Peinture figurative aux couleurs franches et lumineuses. Paysages et scènes de la vie moderne quotidienne — celles d’une middle class américaine : promenades sur la plage, pique nique, farniente — sont peints en retrait. À la contemplation s’ajoute alors l’observation née de cette distance voulue par l’artiste.

— Éditeur : Galerie Thaddeus Ropac, Paris
— Année : 2002
— Format : 24 x 30 cm
— Illustrations : nombreuses, en couleurs et en noir et blanc
— Pages : non paginé
— Langues : français, anglais
— ISBN : 2-910055-12-4
— Prix : non précisé

La stratégie du paysage
par Catherine Perret

« Qu’est-ce qui cache la figure ? C’est évidemment son éclat même. Il en est presque comme de ces lumières indécises qui disparaissent lorsqu’elles sont baignées par le soleil : les artifices de la rhétorique rentrent dans l’ombre quand la grandeur les environne de toutes parts. Il y a peut-être aussi dans la peinture quelque chose d’analogue : dans un tableau, l’ombre et la lumière sont distribuées parallèlement sur le même plan; et pourtant ce qui se présente d’abord à la vue c’est la lumière : non seulement elle crée le relief mais elle apparaît beaucoup plus près de nous. De même dans le discours : le pathétique et le sublime apparaissent plus proches de nous, grâce à une affinité naturelle et à leur éclat, de sorte qu’ils se présentent toujours à nous avant les figures dont ils relèguent l’art dans une ombre qui semble le tenir caché ». [Du Sublime, Pseudo-Longin, Paris : Les Belles Lettres, 1965, p. 31]
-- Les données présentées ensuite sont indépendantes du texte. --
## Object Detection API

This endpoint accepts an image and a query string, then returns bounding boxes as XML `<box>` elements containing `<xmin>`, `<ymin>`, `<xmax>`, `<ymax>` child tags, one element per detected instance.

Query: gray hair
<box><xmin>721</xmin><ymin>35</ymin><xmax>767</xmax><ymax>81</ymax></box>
Oublions pour l’instant le pathétique et le sublime, ces catégories apparemment d’un autre âge. Et pour commencer de voir les toutes dernières œuvres d’Alex Katz réunies dans la galerie Thaddaeus Ropac, ne retenons de cette citation que ceci : comment à la surface du tableau la valeur claire éclipse la valeur sombre, comment dans le discours l’éclat de la figure dissimule la figure même, comment donc lorsqu’elle est portée à incandescence la lumière dissipe ou dissout le style. Puis tournons-nous vers la figure d’Isca, emblème de ce style « cool » dont Alex Katz a fait le nerf de son œuvre et depuis toujours sa revendication première, Et considérons maintenant comment l’impeccabilité du portrait solitaire a pour ainsi dire fondu dans les paysages, dans les épanchements lumineux des soirées au bord du Maine, dans le poudroiement des chênes traités dans la grande tradition impressionniste, dans les scènes de plage écrasées de soleil. Les personnages flous, cheveux défaits, tenues vaguement « casual », sont bien les mêmes (les mêmes up-middle-class que dans les parties et pique-nique réalisés depuis les années 1960 par Alex Katz) et ces résidences secondaires sont les annexes des lofts new-yorkais souvent vus dans ses tableaux (7:30 pm, juin ou juillet 2001 : la chaleur commence à tomber, c’est l’heure de l’apéritif). Sauf que leur décence a cessé de corseter la toile elle-même, sauf que leur objectivité stoï;que ne fait plus cadre, sauf que le malaise contenu qu’exhale leur socialité puritaine a été comme soufflé par on ne sait quelle folie du paysage. Folie sereine d’ailleurs. Folie de sérénité. Splendeur apollinienne. Rendue à sa liquidité antique, la lumière a comme dissout le style, ou du moins son squelette rhétorique. Quelque chose s’est effacé, a été effacé. Mais quoi ? Et pourquoi ?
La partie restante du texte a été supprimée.